By the time I was 19 and already working, Uncle Will, who had moved to Paris three years earlier, died. I wasn’t going to see him again, and since his body was going to be thrown in the wind, as he wished, I would no longer have him, nor his grave to visit for advice. Throughout the years he had written to me, and hearing that I had joined the BLAKKK group, he had urged me to think it over. I was tired of the oppression in our town, in our state, and in the rest of the country. But Uncle Will continued to teach me if from afar. In his last letter to me, he asked me if I thought that white Barbie doll hadn’t been oppressed. He also said I should think about what had kept her down from expressing herself and living the life that she truly wanted.
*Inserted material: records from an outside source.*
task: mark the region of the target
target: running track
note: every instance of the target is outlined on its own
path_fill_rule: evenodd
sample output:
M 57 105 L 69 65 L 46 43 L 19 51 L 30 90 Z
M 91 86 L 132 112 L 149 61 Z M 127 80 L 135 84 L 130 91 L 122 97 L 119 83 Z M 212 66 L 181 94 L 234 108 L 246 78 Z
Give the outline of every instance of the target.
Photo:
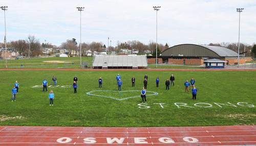
M 73 68 L 0 68 L 1 70 L 83 70 L 83 71 L 234 71 L 234 70 L 252 70 L 256 71 L 256 69 L 73 69 Z
M 90 142 L 94 143 L 89 144 Z M 0 126 L 0 145 L 255 144 L 256 126 L 150 128 Z

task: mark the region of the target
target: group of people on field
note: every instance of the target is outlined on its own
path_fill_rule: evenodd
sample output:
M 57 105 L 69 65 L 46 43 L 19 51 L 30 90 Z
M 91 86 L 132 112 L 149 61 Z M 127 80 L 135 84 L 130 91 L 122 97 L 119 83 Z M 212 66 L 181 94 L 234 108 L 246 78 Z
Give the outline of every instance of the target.
M 148 79 L 148 76 L 146 74 L 145 74 L 145 76 L 144 76 L 144 79 L 143 81 L 144 87 L 142 88 L 142 89 L 141 90 L 141 97 L 142 98 L 142 103 L 144 102 L 145 103 L 146 103 L 146 90 L 147 89 L 147 79 Z M 116 77 L 116 80 L 117 81 L 117 84 L 118 87 L 118 91 L 121 91 L 121 86 L 122 85 L 122 82 L 121 80 L 121 76 L 120 76 L 119 74 L 118 74 Z M 52 80 L 53 82 L 54 85 L 55 86 L 56 86 L 57 78 L 55 76 L 53 76 Z M 74 77 L 74 82 L 72 85 L 73 88 L 74 88 L 74 93 L 77 93 L 77 81 L 78 81 L 77 77 L 76 77 L 76 76 L 75 76 L 75 77 Z M 172 85 L 173 85 L 173 86 L 174 86 L 175 81 L 175 78 L 174 77 L 174 75 L 172 75 L 172 76 L 170 77 L 169 80 L 168 79 L 167 79 L 166 81 L 165 81 L 165 86 L 166 86 L 165 90 L 169 90 L 170 85 L 172 86 Z M 156 79 L 156 87 L 157 88 L 159 87 L 159 81 L 160 81 L 159 78 L 158 77 Z M 101 77 L 99 77 L 98 79 L 98 83 L 99 83 L 99 88 L 102 88 L 102 79 L 101 78 Z M 192 78 L 190 81 L 190 82 L 188 82 L 188 80 L 187 80 L 186 81 L 184 84 L 184 85 L 185 86 L 185 92 L 187 92 L 188 93 L 189 87 L 190 86 L 191 87 L 191 90 L 192 91 L 192 95 L 193 100 L 197 99 L 197 89 L 196 88 L 196 86 L 195 86 L 195 83 L 196 83 L 196 81 L 194 79 Z M 48 83 L 46 79 L 44 79 L 42 85 L 42 91 L 45 91 L 45 90 L 46 91 L 47 91 L 47 86 L 48 86 Z M 135 86 L 135 78 L 134 77 L 134 76 L 133 76 L 133 78 L 132 78 L 132 87 Z M 13 88 L 12 89 L 12 98 L 11 99 L 12 102 L 16 101 L 16 95 L 18 93 L 19 87 L 19 83 L 17 81 L 16 81 L 14 83 Z M 51 90 L 50 91 L 50 92 L 48 95 L 48 98 L 50 100 L 50 106 L 53 106 L 53 99 L 54 99 L 54 93 L 53 93 L 53 91 L 52 90 Z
It had been many years since I had even seen those baby dolls, though I knew they were still kept in my room on the very top shelf. A flood of memories came back to me as I climbed up there and took them down. In all my childhood years, I had only ever received that one white doll, and she was still there pushed back into her corner. The other black doll that my uncle had put to hug and sleep with Barbie, had been lost long ago, in fact, it was surprising I had any dolls at all.
Most of the other remaining dolls had lost limbs; had been tattooed on with swirly ink patterns; and the more unfortunate ones had been scalped, and their eyes had been gouged out. The white Barbie had luckily escaped the massacre of late childhood, not because she was special, but because she had been hidden in the corner. She was still quite pretty and fully intact.
In all those years I hadn’t seen her and yet she hadn’t changed. Her skin was still white and unmarred; though no longer wearing my peanut butter fingerprints, but now my own grown up sweat prints. I thought back to the day when we had played with her for the first time. Uncle Will had talked about tolerance and physical characteristics of people. He had said these differences didn’t matter. What mattered he had told me, was what was inside a person.
I shook the Barbie then remembering how empty she was, but in my mind I realised the significance of that act. She, like others who I didn’t know were full of love, life, sorrows, pains, the same thing I was full of. She was oppressed because no one saw her for who she was; no one noticed her; no one dared look inside her.
It seemed to me an argument and a push for being in the BLAKKK group. We were the oppressed; we were not looked at as similar or even equal. Yet lying back on the rug, holding the Barbie at arms length in front of me, with her blue eyes opening wide as if in fright, I remembered my Uncle Will. Uncle Will, always unpredictable and peculiar. Uncle Will so full of life, yet so different.
My mind slipped back to the man who I had been infatuated with; an innocent infatuation caused by my attraction to his differences. My attraction to him, had long developed into pure love and respect as I understood the importance of being a warrior and dancing to your own tune. In playing warrior dolls, my uncle never taught me to fight against differences, but rather to acknowledge them and look for the common binding factors.
I see him now, happily swinging along down the street. In my mind’s eye, I am standing at the window in my freshly ironed dress waiting for him to swoosh into our house. I see him waving to people and their babies along the way, but now no matter how wide his smile, or how friendly his hello, the people on the street didn’t wave back to “peculiar Wilbur,” and yet, Uncle Will never did stop smiling and waving. Uncle Will never stopped being who he was on the inside.